Forum Moderators: coopster & phranque

Message Too Old, No Replies

Creating Spider and/or Search Engine

         

ukgimp

3:53 pm on Dec 6, 2001 (gmt 0)

WebmasterWorld Senior Member 10+ Year Member



Sorry if this is in the wrong section. I have done some lurking and could not find what i wanted.

Q. Is is possible or even worth bothering trying to write a spider to harvest just web site/pages that contain a certain phrase, 'maths' say and then input them into a searchable database. If so are there any decent resources to adapt. If so i would want to avoid major pitfalls such as unsuitable/repeat requests etc.

Cheers

Richard

seriesint

4:28 pm on Dec 6, 2001 (gmt 0)



Hi ukgimp,
Welcome to Webmaster World :)

If there is a section for building bots here I've yet to find it though the topic keeps popping up in different places. But I'll just assume you're going to use a server side script to run the bot and answer here.

As far as is it worth it? I can't say. It takes a lot of effort to parse pages if one is after specific content. Such as links or images and the spider is to extract those and keep track of where it found them. But something like your suggestion wouldn't be that difficult. The spider would request a webpage, parse what it could (Lots of things interfere with its "reading" of web pages)then for your purpose all the HTML tags would be stripped out of the page and it would index the words looking for the phrase. It could then toss the page (else one would have to have some type of storage setup for the spider to use and this would be a massive drain)and move onto the next url in its list. This simplifies it down and misses some points to watch out for, ones you mention like repeating urls etc. Then its a question of how long does it take it to parse a decent chunk of the web to give the results you want. And what handles the data it feeds back.

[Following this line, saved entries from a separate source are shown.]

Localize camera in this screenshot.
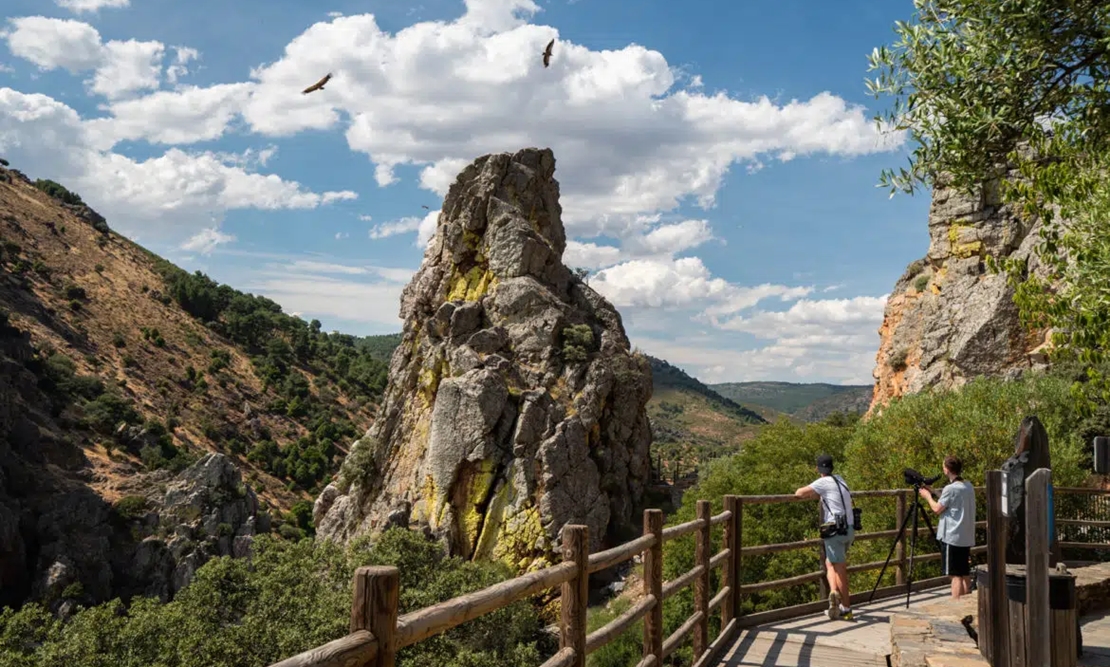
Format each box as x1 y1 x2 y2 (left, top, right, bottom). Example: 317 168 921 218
903 467 942 487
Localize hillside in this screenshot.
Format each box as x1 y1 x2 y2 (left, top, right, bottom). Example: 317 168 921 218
0 164 391 581
644 356 767 480
709 381 873 421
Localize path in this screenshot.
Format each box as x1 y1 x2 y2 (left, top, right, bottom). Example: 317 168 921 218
715 587 1110 667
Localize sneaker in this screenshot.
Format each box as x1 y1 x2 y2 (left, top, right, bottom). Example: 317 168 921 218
826 591 841 620
840 607 855 621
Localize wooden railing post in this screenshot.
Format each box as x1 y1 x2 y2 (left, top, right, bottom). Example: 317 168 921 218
561 525 589 667
351 566 399 667
722 495 740 626
1026 468 1051 667
896 490 907 586
694 500 711 657
986 470 1010 667
643 509 664 663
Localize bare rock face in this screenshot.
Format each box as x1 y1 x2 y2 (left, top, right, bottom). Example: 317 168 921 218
315 148 653 570
868 171 1052 414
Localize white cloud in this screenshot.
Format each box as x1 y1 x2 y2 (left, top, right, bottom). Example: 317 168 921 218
336 231 350 239
166 46 200 84
66 6 899 238
55 0 130 12
85 83 252 148
369 216 424 239
3 17 164 98
0 88 358 242
358 214 373 222
181 227 236 254
240 260 412 326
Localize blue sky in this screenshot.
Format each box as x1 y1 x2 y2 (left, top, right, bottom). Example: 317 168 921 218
0 0 931 385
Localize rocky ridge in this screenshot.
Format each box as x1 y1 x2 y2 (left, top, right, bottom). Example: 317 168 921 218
868 171 1052 413
314 148 654 570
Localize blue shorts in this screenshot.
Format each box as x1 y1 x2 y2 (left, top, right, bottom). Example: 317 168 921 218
824 526 855 564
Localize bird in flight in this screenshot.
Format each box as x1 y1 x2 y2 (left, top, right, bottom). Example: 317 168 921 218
302 73 332 94
421 205 430 210
542 39 554 68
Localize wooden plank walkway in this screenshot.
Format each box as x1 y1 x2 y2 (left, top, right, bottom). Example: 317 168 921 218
716 589 1110 666
717 589 950 666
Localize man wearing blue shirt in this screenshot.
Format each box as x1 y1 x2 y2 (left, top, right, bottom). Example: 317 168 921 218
919 455 977 599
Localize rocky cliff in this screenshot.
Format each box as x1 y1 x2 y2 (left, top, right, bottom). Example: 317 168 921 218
314 148 654 570
868 172 1052 413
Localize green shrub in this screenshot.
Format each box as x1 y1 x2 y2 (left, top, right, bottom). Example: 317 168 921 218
95 263 105 273
112 332 126 348
561 324 594 363
889 348 908 371
64 284 87 300
68 299 82 312
33 178 84 206
114 495 149 520
60 582 84 600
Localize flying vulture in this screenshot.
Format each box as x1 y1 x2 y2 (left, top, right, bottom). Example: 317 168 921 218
421 205 430 209
302 73 332 94
542 39 554 68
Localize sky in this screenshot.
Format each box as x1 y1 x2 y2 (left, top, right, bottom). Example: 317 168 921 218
0 0 934 386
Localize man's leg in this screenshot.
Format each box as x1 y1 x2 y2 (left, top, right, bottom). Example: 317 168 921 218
950 576 961 599
961 576 972 596
833 561 850 609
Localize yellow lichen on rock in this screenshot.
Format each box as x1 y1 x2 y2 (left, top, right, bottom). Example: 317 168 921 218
459 459 499 547
953 240 983 259
447 266 496 302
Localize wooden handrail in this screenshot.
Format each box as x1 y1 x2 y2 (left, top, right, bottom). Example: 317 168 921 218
395 561 577 648
266 485 1109 667
585 595 656 652
587 534 655 574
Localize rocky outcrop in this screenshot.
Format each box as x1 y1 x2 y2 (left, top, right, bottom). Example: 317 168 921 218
314 148 653 571
868 172 1053 414
0 316 263 610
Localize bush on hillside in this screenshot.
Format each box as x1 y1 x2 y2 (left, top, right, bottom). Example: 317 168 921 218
33 179 84 206
0 530 553 667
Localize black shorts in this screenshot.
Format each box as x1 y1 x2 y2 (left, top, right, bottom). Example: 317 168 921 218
940 541 971 577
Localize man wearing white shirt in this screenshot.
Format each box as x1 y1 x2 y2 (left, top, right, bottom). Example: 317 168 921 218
795 454 855 620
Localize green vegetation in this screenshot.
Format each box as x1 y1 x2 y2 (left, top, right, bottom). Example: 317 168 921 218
33 179 84 207
146 263 392 490
560 324 594 363
867 0 1110 406
0 530 552 667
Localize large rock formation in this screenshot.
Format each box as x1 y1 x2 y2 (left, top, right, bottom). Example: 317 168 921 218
314 148 653 570
868 172 1052 413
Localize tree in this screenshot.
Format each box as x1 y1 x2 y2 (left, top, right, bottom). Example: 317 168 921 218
867 0 1110 405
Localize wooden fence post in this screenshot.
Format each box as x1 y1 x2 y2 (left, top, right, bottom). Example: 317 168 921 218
896 490 907 586
561 525 589 667
722 495 740 626
351 566 399 667
695 500 711 657
644 509 664 663
986 470 1010 667
1026 468 1051 667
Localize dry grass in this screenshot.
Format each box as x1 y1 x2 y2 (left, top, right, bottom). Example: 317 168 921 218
0 170 374 513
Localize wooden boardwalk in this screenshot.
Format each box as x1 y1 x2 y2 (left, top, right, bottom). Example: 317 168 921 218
716 587 1110 667
717 589 950 666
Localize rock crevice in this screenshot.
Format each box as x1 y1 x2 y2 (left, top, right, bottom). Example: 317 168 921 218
315 148 653 569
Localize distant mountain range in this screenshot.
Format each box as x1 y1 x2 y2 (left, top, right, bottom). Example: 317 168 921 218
709 381 873 422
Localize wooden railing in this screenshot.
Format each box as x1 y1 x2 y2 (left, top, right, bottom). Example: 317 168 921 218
267 485 1110 667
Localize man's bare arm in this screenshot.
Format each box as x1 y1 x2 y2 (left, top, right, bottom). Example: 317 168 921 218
795 485 818 499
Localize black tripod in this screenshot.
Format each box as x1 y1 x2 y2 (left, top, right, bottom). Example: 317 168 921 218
867 484 938 608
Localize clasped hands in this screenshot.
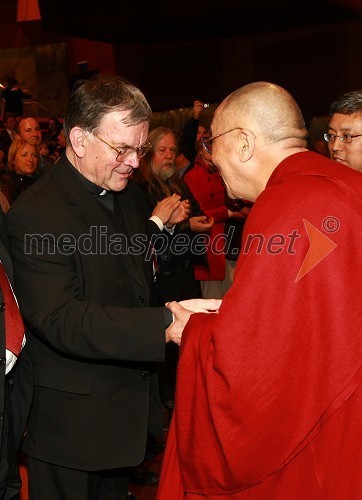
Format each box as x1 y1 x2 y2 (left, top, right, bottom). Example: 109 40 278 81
152 194 191 227
166 298 222 345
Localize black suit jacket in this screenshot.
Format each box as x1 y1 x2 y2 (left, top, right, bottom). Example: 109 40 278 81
0 130 12 166
6 155 167 471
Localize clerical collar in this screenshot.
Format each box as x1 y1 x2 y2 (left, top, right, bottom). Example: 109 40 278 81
70 161 109 196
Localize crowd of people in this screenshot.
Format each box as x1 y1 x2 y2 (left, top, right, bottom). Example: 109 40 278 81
0 73 360 499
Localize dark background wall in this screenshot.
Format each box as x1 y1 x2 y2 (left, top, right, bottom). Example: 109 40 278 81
1 0 362 127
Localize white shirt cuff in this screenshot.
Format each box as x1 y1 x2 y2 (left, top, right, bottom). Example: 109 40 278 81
149 215 164 231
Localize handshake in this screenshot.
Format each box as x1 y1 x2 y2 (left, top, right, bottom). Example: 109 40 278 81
165 298 221 345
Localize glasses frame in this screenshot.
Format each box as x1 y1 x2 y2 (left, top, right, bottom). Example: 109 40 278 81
95 134 152 161
323 132 362 144
201 127 245 154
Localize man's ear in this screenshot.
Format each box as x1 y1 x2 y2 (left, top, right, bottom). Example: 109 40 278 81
69 127 87 157
238 130 255 162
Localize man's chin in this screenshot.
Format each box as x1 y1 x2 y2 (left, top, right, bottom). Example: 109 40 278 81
111 178 129 192
160 166 175 181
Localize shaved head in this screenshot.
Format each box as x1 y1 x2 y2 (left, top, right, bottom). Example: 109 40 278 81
215 82 307 144
210 82 308 201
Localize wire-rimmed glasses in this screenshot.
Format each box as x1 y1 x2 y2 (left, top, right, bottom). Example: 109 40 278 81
95 134 152 161
323 132 362 144
201 127 245 154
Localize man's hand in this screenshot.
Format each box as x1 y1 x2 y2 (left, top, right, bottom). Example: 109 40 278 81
168 199 191 226
179 298 221 313
228 206 251 220
152 194 181 225
165 299 221 345
189 215 214 232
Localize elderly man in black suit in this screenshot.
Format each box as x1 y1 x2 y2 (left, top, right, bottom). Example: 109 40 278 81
5 74 193 499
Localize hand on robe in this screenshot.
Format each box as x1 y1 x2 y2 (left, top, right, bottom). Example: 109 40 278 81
165 299 221 345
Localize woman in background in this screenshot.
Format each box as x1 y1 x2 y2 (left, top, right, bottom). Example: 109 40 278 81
0 139 40 205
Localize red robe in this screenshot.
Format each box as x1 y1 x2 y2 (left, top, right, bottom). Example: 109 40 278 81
158 152 362 499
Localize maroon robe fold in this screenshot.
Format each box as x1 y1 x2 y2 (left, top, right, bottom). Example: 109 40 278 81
158 152 362 499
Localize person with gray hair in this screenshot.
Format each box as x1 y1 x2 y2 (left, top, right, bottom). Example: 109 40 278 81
158 82 362 499
6 73 190 499
324 89 362 172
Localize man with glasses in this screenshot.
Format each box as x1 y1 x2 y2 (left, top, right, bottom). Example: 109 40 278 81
5 74 192 499
158 82 361 498
324 89 362 172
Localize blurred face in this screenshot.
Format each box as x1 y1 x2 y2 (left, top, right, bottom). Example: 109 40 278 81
18 118 42 146
196 125 207 149
151 133 177 181
39 143 49 156
4 116 17 131
48 119 57 132
57 130 67 148
327 112 362 172
14 144 39 176
79 111 149 191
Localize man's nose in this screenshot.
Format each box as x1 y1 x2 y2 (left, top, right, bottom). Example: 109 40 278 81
126 151 140 168
330 139 342 151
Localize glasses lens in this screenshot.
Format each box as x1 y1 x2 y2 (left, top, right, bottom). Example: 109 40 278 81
202 138 212 154
116 149 128 161
137 143 152 159
340 134 352 143
116 143 152 161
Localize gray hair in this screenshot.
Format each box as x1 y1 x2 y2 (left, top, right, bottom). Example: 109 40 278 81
329 90 362 116
63 74 152 140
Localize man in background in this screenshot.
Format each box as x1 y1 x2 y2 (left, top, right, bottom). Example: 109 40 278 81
176 100 208 177
1 77 31 118
324 89 362 172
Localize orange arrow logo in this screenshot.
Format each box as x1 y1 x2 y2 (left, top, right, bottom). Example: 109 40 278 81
295 219 337 282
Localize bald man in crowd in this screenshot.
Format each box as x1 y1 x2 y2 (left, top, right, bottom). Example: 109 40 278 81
325 89 362 172
157 82 362 499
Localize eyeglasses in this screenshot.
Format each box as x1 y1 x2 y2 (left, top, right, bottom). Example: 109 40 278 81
323 132 362 144
201 127 244 154
95 134 152 161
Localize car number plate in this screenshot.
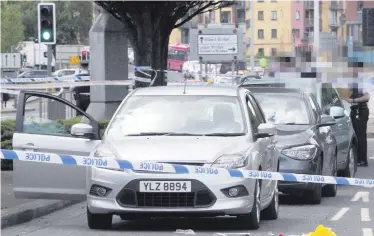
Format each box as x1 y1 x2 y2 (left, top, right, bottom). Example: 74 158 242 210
139 181 191 192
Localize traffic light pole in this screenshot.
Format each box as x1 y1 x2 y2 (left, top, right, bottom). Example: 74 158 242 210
47 45 52 76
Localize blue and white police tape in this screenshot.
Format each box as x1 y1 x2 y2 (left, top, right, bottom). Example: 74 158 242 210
1 149 373 188
0 75 91 84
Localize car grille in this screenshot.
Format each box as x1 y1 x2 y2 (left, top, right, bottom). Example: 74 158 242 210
116 179 216 208
137 192 195 207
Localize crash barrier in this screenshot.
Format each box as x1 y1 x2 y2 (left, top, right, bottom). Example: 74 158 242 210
1 149 373 188
0 88 64 96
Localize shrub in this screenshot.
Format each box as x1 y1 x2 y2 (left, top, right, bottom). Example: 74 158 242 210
1 118 110 170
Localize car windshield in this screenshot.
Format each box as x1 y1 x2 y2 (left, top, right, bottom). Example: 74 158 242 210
255 94 311 125
106 95 246 136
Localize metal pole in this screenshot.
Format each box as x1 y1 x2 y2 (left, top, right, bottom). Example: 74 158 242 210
47 45 52 76
250 0 255 72
313 0 320 61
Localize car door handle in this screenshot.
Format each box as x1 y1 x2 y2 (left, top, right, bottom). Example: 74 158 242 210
20 144 38 150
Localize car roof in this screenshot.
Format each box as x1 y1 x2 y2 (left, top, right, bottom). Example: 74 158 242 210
132 85 242 96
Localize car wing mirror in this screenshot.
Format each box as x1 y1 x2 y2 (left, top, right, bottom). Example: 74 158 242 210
71 123 95 139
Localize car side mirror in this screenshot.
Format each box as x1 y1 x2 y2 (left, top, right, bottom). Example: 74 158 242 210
329 106 345 119
256 123 277 138
318 114 336 128
71 123 94 139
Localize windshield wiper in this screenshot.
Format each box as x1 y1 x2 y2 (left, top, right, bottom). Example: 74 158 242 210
166 133 202 136
203 133 246 137
126 132 171 136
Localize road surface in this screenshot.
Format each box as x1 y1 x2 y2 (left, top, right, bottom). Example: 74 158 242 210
3 141 374 236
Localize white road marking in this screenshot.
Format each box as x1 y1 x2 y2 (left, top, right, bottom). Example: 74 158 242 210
351 192 370 202
331 207 350 221
362 208 371 222
363 228 373 236
214 234 251 236
370 157 374 160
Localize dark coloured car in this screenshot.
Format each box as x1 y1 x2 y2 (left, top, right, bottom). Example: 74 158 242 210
246 87 338 204
241 78 358 178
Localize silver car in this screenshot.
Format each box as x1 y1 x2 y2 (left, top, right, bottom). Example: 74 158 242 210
12 85 279 230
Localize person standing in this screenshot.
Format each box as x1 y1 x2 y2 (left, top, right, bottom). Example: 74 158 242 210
342 61 370 167
1 93 10 108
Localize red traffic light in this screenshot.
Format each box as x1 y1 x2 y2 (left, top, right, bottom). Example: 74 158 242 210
82 51 87 56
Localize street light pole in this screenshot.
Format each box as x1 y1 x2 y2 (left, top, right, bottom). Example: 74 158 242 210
250 0 255 72
313 0 320 61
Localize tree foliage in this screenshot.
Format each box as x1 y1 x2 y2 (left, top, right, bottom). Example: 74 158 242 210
1 1 25 53
95 1 235 87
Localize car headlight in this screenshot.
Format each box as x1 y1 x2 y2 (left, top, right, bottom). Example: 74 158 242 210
211 154 247 169
92 148 121 171
281 145 318 160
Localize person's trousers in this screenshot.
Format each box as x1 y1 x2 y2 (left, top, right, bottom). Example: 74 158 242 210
350 107 369 164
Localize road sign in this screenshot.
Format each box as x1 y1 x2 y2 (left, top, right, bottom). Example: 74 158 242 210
70 56 80 65
1 53 21 69
189 24 246 63
198 35 238 55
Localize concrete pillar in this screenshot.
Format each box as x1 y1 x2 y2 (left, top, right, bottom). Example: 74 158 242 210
86 11 129 121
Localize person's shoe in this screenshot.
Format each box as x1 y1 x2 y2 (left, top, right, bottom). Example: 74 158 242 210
358 161 368 167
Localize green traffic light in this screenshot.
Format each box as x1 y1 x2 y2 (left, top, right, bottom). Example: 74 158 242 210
42 31 51 41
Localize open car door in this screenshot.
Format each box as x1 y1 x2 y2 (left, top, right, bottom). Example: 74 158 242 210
12 91 102 200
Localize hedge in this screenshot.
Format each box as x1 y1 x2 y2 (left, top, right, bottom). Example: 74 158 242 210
1 117 109 170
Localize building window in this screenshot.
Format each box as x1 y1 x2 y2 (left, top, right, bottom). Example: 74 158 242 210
358 1 364 11
221 11 231 23
258 11 264 20
237 9 246 23
271 29 277 38
205 11 215 23
258 29 264 39
258 48 264 57
271 11 277 20
296 11 300 20
258 0 264 2
181 29 189 44
292 29 300 38
271 48 277 56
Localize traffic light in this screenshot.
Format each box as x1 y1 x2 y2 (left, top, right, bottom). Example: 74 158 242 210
38 3 56 44
81 51 90 61
22 55 27 62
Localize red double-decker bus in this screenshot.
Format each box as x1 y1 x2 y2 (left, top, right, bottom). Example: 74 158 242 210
168 43 189 72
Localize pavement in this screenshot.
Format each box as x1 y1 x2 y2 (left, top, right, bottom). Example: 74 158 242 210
2 141 374 235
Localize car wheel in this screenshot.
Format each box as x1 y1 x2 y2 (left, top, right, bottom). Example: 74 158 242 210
303 158 322 204
261 180 279 220
341 145 357 178
237 180 261 229
87 207 112 230
322 151 338 197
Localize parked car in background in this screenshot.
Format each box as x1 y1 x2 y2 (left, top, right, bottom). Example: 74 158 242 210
245 87 338 204
241 78 358 178
53 68 81 77
12 85 280 230
18 70 48 78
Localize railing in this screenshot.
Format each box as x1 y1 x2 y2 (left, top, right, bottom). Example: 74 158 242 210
305 18 314 28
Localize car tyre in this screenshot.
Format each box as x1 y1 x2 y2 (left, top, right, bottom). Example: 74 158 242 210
341 145 357 178
87 207 112 230
237 180 261 229
261 181 279 220
323 151 338 198
303 158 322 204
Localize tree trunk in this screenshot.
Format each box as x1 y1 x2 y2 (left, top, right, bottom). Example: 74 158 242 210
128 10 173 88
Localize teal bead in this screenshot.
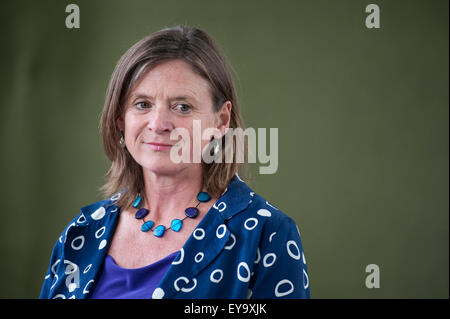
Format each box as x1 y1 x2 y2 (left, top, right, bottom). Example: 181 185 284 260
132 195 142 208
171 219 183 232
141 220 154 232
153 225 165 237
197 191 211 202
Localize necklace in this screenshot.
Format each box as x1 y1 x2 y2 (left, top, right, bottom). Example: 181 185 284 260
132 191 211 238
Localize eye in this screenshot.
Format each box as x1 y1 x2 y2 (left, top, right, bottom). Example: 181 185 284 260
134 101 150 110
173 103 192 114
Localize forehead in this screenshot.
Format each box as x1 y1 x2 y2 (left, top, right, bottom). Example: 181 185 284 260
130 59 212 101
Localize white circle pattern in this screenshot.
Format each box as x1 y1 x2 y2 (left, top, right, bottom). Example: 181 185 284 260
95 226 105 239
83 280 94 294
254 248 261 264
216 224 227 238
286 240 301 260
152 288 165 299
194 252 204 263
213 202 227 212
224 233 236 250
263 253 277 267
98 239 107 250
70 236 85 251
91 207 105 220
275 279 294 297
237 262 251 282
172 248 184 265
110 193 121 201
303 269 309 289
193 228 205 240
244 218 258 231
257 209 271 217
269 232 276 243
174 277 197 293
77 215 86 224
83 264 92 274
210 269 224 283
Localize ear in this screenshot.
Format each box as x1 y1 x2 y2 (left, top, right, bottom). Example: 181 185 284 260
215 101 232 136
116 116 125 132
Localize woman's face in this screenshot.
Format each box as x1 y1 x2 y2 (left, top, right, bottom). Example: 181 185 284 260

Assuming that you are new to spider/bot creation one of the best places to get a start is with Perl's LWP (libwww-perl) module. It allows basic HTTP requests etc and Perl's real good at handling the parsing of pages. That is Perl's good for a starting point. Any serious or major work would have to move to a more complete lanaguage.

I'll stop here, I can go on about spiders/bots for some time before I run out of steam. If you have any questions, just ask and I'll see what I can come up with.

HTH
later